Oczekując na to co musi się stać
postanowiłam się zdrzemnąć. Piasek przybrzeżny był ostatecznie wygodniejszy niż
smocze szpony. Gdy otworzyłam oczy ujrzałam nad sobą wilka znacznie
starszego od moich znalazców. Miał on jasnobrązową zmierzwioną sierść. Na pysku
miał dziwne czarne wzory, a jego oczy miały barwę lazurową i zdawały się
świecić dziwnym blaskiem. Nowy przyglądał mi się badawczo wreszcie zbliżył się
i wyciągną łapę. Drgnęłam niespokojnie.
- ciii… nie chcę cię skrzywdzić?-
poczułam natychmiast dziwny przypływ sił. Zdawało mi się też, że wilk dotkną
moich myśli.
- ja… - chciałam się jakoś wytłumaczyć,
ale uzdrowiciel dał mi znak ręką bym tego nie robiła.
- Później
Idąc w towarzystwie
niespodziewanych wybawców czułam się trochę niepewnie. W końcu nie znałam ich
przedtem. Co ze mną zrobią? Chyba nie chcieli mnie skrzywdzić, bo wówczas
przywrócenie mi sił byłoby bez sensu. Wreszcie odezwał się starzec.
- Jesteśmy członkami watahy
„Odwiecznej pieśni”. Znalazłaś się na naszych terenach.
- Przepraszam nie wiedziałam.
- Nie o to chodzi, na razie chce
tylko żebyś nas lepiej nas poznała. Ja jestem Ulises jeden z członków Rady a to
nasi strażnicy Cezar i Brutus.
- I co jej wszystko mówisz, może
być szpiegiem. – burkną starszy
- Brutus jak ty się zwracasz do
Opiekuna – zbeształ go młodszy
- W porządku. To już taki charakter
ale wiesz, że Karbi mógłby cię za to ukarać.
- Ja jestem Felicja – powiedziałam
cicho – i trafiłam tu…
- Tak, tak przypadkiem – dokończył
Ulises
Coś kazało mu nie dopuścić mnie do
głosu w sprawie mojej podróży. Wreszcie dotarliśmy do polany otoczonej z jednej
strony skałami podziurawionymi licznymi jaskiniami z drugiej gęstym lasem.

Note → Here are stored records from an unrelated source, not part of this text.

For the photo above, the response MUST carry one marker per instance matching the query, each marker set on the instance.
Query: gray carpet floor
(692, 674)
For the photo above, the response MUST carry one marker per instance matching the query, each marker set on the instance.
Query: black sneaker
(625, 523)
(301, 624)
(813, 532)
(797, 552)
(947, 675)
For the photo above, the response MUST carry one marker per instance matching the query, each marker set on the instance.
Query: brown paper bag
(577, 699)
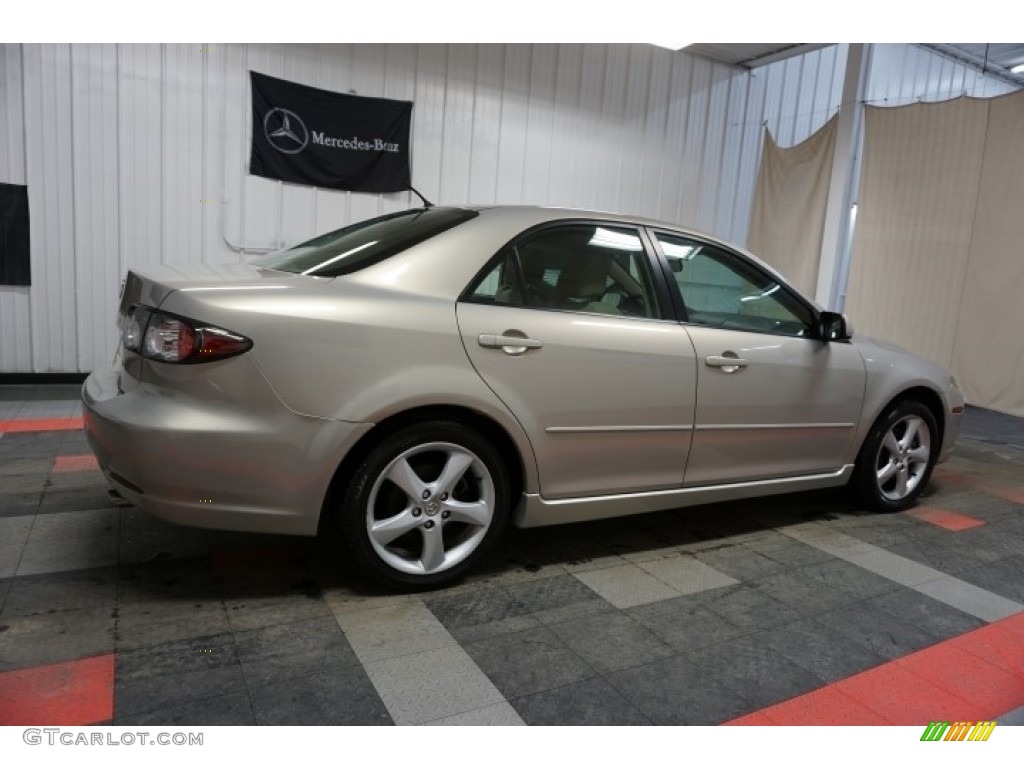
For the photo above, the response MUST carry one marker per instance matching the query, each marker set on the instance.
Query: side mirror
(834, 327)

Krzątało się tam wiele wilków. Kiedy zbliżyliśmy się wszystkie oczy skierowały
się za nas. Czułam dotyk obcych myśli, ale zorientowawszy się że jestem waderą
Fantazji intruzi wycofywali się. Przeszliśmy plac i dotarliśmy do wejścia do
groty.
- Tu możesz zostać, to mój dom.
- Dziękuje
- Tylko jest jeden problem…
Brutusie, Cesarze zostawcie nas proszę na chwile samych
Wilki posłusznie opuściły jaskinie.
Wówczas Ulises zwrócił się do mnie.
- Najważniejsze decyzje podejmuje
Rada Starszych której jestem członkiem, ale nie wszyscy ci tam ufają, więc
żądają, żebyś przeszła ceremonie włączenia.
- Na czym to polega
- Większość wilków uczuć składa
przysięgę prawdy, która uniemożliwia im kłamstwo. Czy jesteś gotowa to zrobić?
Nie ukrywam, że jeśli chcesz tu zostać będziesz musiała podjąć decyzje jak
najszybciej, tylko wiedz, że to zobowiązanie na całe życie.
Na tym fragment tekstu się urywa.